Belgium, (Brussels Morning Newspaper) The EC has launched an antitrust investigation to determine whether US tech giants Google and Meta have engaged in anticompetitive practices. It questions the agreement between the two companies for advertising services, which it suspects could be in violation of the bloc’s competition rules.
According to Margrethe Vestager, European Commissioner for Competition, “many publishers rely on online display advertising to fund online content for consumers.”
She contends that the so-called “Jedi Blue” agreement between Google and Meta may have targeted a competing technology to Google’s Open Bidding with intent “to weaken and exclude it from the market for displaying ads on publisher websites and apps.”

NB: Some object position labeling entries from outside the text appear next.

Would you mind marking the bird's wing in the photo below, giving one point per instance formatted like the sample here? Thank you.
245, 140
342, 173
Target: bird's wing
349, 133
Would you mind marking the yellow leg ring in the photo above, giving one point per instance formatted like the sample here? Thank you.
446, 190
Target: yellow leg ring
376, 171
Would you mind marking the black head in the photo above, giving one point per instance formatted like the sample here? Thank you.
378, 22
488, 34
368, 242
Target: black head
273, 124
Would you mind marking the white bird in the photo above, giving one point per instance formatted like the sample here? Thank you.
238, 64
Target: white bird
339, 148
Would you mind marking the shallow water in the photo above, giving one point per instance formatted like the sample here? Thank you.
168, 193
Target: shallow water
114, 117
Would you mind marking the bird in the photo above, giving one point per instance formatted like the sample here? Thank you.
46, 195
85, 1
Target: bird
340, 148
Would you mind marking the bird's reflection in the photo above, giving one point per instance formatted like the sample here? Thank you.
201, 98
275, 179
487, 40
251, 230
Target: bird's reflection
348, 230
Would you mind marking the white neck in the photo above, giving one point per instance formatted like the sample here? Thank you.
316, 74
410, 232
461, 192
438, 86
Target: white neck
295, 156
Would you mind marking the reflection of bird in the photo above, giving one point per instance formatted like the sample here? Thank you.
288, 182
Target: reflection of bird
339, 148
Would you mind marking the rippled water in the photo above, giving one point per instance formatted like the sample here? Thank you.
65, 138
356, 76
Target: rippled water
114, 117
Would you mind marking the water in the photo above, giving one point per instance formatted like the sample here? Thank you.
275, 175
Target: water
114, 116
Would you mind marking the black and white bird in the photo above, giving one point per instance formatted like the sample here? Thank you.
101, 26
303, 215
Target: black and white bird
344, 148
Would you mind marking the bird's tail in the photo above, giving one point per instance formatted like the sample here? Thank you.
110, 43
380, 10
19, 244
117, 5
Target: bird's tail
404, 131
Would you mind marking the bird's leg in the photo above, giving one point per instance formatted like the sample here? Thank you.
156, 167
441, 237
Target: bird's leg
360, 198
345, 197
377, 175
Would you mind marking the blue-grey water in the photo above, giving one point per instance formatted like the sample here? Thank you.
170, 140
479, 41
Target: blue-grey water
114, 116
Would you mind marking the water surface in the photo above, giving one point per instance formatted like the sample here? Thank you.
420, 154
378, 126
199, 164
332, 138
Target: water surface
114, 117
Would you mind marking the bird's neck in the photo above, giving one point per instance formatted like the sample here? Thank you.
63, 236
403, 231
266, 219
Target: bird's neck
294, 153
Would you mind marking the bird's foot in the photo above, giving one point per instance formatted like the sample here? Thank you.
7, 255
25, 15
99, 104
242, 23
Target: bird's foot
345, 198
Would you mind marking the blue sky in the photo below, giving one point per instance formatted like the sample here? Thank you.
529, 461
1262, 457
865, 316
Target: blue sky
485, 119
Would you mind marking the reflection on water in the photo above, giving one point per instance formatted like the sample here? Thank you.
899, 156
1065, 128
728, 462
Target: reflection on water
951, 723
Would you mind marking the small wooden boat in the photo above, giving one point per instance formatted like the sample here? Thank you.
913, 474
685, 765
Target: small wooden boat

If this is confirmed, Vestager said, it would mean that the agreement restricted and distorted “competition in the already concentrated ad tech market, to the detriment of rival ad-serving technologies, publishers and ultimately consumers.”
The Commission declared that its investigation focuses on the agreement between Google and Meta from September 2018, dubbed by the former as “Jedi Blue.”
The agreement deals with Meta’s participation in Google’s Open Bidding. The EC is focusing on possible violation of articles 101 and 102 of the Treaty on the Functioning of the EU (TFEU). It will carry out the investigation “as a matter of priority” but insists that “the opening of a formal investigation does not prejudge its outcome.”
The EC noted that the UK Competition and Markets Authority (CMA) is also investigating the agreement between Google and Meta, and said that it is in contact with the CMA and plans to cooperate with that investigation.
According to Article 101 of the TFEU, activities that restrict, distort or prevent competition on the EU market are prohibited. Article 102 prevents entities from abusing their dominant market positions.
The Commission pointed out that “there is no legal deadline for bringing an antitrust investigation to an end” since the duration “depends on a number of factors, including the complexity of the case, the extent to which the companies concerned cooperate with the Commission and the exercise of the rights of defence.”